As I passed through the vestibule of our apartment house I looked at the letter-boxes and noticed the narrow string of crape tied on the little knob, under the badly written name, "Browning." If the sad event had closed, as reported by the subordinates of Smith, the careless undertaker had forgotten to remove this shred of formality.

I found the murderer, forger and bad man of the border, in bed, snoring as if he was glad he had always stuck to the treadmill of virtue, and had never murdered a wife to get another with money, or had raised a check for a cool million or so without the formalities of a pious purloiner from the people's purse. No criminal in history had ever slept with a smoother rhythm to his heart-beat than this one, with the élite of New York's private detective bureaus hot upon his trail for a long chase. His sonorous snore might have sent a waver through the mind of the crafty Tescheron, and made the wily Smith feel that the case would dwindle to less than a week's job, when he was probably figuring on a good two thousand dollars in it, having sized up the buyer pretty well.

I felt satisfied that my telegram would put some insomnia in Ninety-sixth Street when the great work closed for the night at the Fifth Avenue Hotel, and the protector of the household returned to rest those tired wheels that had been whirring fast in his head since 2 P. M., short-belted to the Smith dynamo of fraud.

I didn't expect to do much sleeping myself, so I proceeded to divest and relax under the sedative pull of my pipe. For about half an hour I creaked the comfortable rocker, and pondered on that old subject of fools and their money, and how it was that wise men like myself had so little of it. The solitudes and soliloquies of life appealed to me—especially with a nice bunch of fake crime hovering in the air between me and, say, a few feet beneath my rocker. I was lolling in our front parlor, probably not ten feet above the spot just vacated by the latest victim, and the man who would swing or singe for the deed was playing a soft nostrilian air two doors down the hall—but, no! The tune stopped! The villain had turned 216 pounds over on a set of springs which shiveringly reported the man-quake in their midst. A brief moment of calm—just enough for a murderer to lick his chops and gather a lulling sense of monotony from the contemplation of a fresh wife-slaying, and he was off again with the sheriff after him for exceeding the speed limit. His horn was clearing the track and the vibrations blended in a romping continuity.

The deeper Jim got into his Bluebeard dreams, or his fairyland of love, the deeper I got into my hobby, political economy, and to thinking of the wide difference between us.

Somebody had to do a little thinking, for Fate was tying our affairs in hard, wet knots, and the chances were we'd have to stay under the stream of life's perplexities. Jim was so smooth in appearance (alas! but not in tongue) he might slip out of a corner as easily as his fine manners enabled him to progress in society. But I was no man for style. I could cut no swath with women.

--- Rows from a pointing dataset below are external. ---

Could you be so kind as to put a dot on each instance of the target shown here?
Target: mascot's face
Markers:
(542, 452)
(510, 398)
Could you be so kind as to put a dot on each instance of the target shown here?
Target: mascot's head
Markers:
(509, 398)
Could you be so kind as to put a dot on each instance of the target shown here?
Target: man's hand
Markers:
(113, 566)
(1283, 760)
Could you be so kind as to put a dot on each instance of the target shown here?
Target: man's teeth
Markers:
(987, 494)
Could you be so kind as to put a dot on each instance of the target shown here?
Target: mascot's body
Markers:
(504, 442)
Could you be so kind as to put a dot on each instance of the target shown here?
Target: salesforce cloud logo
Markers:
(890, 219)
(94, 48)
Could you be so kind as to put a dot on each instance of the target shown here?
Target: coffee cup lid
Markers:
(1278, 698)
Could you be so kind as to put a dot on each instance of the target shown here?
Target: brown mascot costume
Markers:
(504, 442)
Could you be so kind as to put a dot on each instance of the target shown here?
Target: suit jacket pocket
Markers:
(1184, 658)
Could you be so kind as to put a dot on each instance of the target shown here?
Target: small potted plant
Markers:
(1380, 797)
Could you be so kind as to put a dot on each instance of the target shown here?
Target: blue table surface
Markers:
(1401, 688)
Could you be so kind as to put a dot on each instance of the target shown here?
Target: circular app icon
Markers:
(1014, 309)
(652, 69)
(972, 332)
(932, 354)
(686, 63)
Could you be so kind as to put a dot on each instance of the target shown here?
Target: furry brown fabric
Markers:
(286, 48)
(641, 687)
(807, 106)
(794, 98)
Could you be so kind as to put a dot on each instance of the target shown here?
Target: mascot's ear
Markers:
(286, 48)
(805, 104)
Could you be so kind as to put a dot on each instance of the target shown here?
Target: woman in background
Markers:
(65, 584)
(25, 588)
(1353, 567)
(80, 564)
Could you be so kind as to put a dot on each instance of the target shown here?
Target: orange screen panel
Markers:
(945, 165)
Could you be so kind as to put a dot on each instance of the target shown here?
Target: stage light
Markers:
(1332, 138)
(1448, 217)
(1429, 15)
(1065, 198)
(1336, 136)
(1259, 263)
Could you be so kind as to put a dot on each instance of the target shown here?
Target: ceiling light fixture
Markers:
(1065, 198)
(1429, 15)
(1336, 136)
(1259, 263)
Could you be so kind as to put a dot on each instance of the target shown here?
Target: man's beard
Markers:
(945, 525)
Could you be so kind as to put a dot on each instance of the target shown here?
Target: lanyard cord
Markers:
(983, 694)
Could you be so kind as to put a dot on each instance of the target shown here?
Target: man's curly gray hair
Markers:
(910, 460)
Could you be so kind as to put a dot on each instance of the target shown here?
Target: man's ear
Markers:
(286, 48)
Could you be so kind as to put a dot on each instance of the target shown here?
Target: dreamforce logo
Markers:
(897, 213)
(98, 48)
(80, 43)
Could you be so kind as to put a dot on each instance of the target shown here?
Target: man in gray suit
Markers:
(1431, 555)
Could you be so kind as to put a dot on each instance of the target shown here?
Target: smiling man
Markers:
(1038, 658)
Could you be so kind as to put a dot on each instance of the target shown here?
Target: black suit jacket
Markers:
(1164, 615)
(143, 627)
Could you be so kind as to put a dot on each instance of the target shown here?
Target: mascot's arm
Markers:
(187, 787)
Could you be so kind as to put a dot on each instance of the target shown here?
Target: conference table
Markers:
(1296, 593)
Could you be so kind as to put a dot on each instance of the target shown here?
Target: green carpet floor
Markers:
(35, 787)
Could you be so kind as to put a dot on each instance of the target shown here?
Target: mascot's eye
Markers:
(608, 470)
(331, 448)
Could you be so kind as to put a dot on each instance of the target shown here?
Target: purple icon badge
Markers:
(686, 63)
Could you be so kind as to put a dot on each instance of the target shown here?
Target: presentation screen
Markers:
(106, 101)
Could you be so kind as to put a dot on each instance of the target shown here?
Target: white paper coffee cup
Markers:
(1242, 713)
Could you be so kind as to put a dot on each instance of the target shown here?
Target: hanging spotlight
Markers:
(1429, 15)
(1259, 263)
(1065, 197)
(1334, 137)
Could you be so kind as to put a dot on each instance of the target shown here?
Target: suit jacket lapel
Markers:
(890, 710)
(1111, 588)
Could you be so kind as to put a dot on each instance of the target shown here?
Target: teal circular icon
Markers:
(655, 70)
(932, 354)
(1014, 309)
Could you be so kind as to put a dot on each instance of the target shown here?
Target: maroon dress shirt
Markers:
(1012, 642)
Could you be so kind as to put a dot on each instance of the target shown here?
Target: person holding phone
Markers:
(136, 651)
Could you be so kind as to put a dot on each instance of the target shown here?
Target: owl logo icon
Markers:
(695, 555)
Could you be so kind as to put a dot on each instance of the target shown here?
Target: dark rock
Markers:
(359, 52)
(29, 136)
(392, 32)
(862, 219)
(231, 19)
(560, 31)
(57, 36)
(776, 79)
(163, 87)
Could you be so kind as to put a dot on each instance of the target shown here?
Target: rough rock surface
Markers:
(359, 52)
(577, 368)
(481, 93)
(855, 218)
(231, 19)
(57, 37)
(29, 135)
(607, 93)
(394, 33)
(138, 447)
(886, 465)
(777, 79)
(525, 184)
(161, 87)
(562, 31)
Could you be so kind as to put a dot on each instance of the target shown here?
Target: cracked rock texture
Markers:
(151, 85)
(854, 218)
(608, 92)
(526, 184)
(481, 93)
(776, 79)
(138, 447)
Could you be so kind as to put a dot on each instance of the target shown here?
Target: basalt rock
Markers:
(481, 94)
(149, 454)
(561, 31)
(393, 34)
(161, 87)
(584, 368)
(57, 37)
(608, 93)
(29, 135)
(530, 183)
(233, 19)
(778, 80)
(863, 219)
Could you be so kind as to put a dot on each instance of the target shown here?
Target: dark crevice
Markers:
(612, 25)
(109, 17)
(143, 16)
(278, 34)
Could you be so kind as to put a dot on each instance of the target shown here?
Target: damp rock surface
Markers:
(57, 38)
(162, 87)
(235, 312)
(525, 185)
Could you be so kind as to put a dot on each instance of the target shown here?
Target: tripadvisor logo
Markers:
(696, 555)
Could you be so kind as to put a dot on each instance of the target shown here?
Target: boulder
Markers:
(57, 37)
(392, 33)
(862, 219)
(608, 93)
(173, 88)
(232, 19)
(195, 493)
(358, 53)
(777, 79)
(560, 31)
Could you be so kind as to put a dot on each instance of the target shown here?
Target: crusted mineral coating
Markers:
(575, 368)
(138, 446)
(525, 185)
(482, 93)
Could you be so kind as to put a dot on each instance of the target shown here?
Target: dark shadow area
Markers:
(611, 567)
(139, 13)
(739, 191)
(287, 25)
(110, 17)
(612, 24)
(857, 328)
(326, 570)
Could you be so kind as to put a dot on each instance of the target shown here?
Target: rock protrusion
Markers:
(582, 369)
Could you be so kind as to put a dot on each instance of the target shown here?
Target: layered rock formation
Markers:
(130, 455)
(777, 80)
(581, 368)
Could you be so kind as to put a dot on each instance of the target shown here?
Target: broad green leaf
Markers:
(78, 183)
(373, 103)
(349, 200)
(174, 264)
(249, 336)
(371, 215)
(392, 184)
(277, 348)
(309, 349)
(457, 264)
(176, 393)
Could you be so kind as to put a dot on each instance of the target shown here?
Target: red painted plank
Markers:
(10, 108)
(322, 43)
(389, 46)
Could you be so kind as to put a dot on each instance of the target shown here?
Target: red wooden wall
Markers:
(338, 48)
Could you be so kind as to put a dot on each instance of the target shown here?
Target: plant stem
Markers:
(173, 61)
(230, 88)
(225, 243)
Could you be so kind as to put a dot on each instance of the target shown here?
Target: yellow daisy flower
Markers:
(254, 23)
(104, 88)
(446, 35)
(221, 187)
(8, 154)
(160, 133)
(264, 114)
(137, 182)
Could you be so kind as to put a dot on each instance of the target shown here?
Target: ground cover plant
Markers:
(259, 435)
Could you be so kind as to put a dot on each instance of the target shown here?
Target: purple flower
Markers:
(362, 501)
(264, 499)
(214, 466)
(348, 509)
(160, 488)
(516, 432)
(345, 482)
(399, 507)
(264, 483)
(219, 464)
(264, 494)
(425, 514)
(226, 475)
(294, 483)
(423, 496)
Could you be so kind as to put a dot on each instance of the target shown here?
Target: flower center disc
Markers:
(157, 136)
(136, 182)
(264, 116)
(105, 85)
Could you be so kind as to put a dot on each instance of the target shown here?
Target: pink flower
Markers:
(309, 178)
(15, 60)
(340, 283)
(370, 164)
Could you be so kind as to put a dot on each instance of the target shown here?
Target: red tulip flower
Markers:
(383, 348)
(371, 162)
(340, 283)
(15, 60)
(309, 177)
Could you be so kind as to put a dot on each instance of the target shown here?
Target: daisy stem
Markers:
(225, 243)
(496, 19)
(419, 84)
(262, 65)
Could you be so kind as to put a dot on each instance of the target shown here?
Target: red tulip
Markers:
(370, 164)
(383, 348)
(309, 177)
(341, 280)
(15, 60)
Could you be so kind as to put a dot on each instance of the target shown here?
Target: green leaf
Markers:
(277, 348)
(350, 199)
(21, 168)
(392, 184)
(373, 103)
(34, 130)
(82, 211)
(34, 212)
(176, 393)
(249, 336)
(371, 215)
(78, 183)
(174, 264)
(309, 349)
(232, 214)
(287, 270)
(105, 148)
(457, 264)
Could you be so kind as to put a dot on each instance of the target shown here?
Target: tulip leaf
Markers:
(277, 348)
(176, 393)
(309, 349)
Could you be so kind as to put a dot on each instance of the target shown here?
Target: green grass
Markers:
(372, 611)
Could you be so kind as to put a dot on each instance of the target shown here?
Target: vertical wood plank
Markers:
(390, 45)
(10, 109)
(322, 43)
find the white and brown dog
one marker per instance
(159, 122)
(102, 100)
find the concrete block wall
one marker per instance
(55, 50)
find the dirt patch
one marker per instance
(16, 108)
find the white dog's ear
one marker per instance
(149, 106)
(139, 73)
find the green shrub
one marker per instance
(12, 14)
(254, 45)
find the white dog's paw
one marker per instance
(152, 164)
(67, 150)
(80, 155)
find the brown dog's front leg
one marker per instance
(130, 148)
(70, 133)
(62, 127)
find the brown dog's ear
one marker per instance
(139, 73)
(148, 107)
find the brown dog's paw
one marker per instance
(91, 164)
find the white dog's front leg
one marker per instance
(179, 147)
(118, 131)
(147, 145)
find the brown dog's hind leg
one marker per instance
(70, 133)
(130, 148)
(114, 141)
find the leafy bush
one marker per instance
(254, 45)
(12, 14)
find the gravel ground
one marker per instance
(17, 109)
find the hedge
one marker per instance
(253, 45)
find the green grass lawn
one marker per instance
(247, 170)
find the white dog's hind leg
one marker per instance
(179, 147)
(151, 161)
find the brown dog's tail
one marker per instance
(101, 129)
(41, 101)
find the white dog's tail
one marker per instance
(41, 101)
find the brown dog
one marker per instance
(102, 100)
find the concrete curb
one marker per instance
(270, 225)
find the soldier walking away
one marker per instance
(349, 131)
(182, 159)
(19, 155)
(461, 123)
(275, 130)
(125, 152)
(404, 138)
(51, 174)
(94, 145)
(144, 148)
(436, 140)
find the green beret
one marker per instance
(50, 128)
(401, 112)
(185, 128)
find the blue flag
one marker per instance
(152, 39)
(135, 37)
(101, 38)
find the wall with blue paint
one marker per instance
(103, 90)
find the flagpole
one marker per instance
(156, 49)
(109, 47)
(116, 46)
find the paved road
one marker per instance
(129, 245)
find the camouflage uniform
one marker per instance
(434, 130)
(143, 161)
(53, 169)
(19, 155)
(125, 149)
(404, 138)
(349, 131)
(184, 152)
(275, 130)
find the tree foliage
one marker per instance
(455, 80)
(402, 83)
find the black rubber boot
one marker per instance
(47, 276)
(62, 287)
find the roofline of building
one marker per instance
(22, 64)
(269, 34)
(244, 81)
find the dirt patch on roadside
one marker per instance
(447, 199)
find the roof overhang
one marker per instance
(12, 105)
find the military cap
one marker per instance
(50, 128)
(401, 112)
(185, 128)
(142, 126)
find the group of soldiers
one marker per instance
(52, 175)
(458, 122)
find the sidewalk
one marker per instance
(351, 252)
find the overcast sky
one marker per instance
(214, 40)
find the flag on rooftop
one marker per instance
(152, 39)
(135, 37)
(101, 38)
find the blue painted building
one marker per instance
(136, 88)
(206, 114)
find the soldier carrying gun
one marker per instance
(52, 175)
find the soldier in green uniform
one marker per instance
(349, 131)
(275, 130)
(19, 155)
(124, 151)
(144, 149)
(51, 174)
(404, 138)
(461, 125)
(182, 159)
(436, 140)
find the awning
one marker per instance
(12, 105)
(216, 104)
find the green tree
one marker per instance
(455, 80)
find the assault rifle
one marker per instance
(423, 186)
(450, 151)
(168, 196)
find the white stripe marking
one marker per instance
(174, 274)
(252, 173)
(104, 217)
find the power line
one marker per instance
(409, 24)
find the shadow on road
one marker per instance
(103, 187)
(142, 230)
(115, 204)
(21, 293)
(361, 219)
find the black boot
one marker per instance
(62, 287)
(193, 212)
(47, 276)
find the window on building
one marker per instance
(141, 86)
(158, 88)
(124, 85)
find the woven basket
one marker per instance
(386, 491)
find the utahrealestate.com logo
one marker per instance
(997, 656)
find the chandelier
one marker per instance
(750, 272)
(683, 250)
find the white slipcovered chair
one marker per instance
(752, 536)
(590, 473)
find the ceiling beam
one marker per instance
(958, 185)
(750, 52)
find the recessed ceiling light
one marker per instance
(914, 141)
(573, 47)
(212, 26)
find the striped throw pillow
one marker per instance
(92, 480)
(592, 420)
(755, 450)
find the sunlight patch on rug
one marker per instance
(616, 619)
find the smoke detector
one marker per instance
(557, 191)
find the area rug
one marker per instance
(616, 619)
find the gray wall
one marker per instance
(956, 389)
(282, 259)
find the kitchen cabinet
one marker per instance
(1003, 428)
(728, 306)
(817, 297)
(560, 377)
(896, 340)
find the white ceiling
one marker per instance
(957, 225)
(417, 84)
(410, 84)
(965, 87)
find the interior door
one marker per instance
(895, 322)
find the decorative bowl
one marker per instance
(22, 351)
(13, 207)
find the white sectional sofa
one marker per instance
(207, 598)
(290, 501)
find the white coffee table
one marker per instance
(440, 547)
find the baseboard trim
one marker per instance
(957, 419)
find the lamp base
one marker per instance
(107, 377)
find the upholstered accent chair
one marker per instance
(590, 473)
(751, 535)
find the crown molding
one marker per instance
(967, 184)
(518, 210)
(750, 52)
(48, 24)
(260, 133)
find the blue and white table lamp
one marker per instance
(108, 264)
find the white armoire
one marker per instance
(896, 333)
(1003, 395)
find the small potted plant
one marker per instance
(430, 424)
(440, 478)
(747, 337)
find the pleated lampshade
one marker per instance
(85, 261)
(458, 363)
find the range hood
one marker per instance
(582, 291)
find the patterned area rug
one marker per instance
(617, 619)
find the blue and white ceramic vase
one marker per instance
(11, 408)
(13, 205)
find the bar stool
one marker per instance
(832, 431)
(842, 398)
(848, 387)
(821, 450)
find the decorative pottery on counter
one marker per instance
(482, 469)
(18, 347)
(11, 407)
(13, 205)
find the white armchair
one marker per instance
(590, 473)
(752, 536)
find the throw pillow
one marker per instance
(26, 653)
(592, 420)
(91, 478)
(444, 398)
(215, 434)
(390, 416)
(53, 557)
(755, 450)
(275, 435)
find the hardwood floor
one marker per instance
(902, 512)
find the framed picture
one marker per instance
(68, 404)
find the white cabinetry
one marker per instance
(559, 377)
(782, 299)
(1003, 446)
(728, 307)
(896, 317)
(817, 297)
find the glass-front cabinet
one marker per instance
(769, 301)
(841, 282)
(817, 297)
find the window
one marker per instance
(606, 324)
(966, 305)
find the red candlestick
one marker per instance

The few times I had tried it, the scythe had turned upon me, took me for an extra tough bunch of wet grass and stung me badly. I could see that my chances there were poor. If Jim got out of this murder business, as I believed he would soon, I intended to run the flat alone, fill it full of books written by people who have advised the country out of a spirit of pure patriotism (and into a worse hole), and after reading all they had to say, I thought I could produce something original that would put them all out of print, with my small volume standing alone on the shelves, as the last word on the pursuit of happiness, containing full directions on how to keep to the trail, from birth to the grave, with a stop-over ticket at the last-named junction. I felt that all this was in me, just as Jim felt there was something in him, he didn't know what, but so long as it kept him fidgeting he knew it was there.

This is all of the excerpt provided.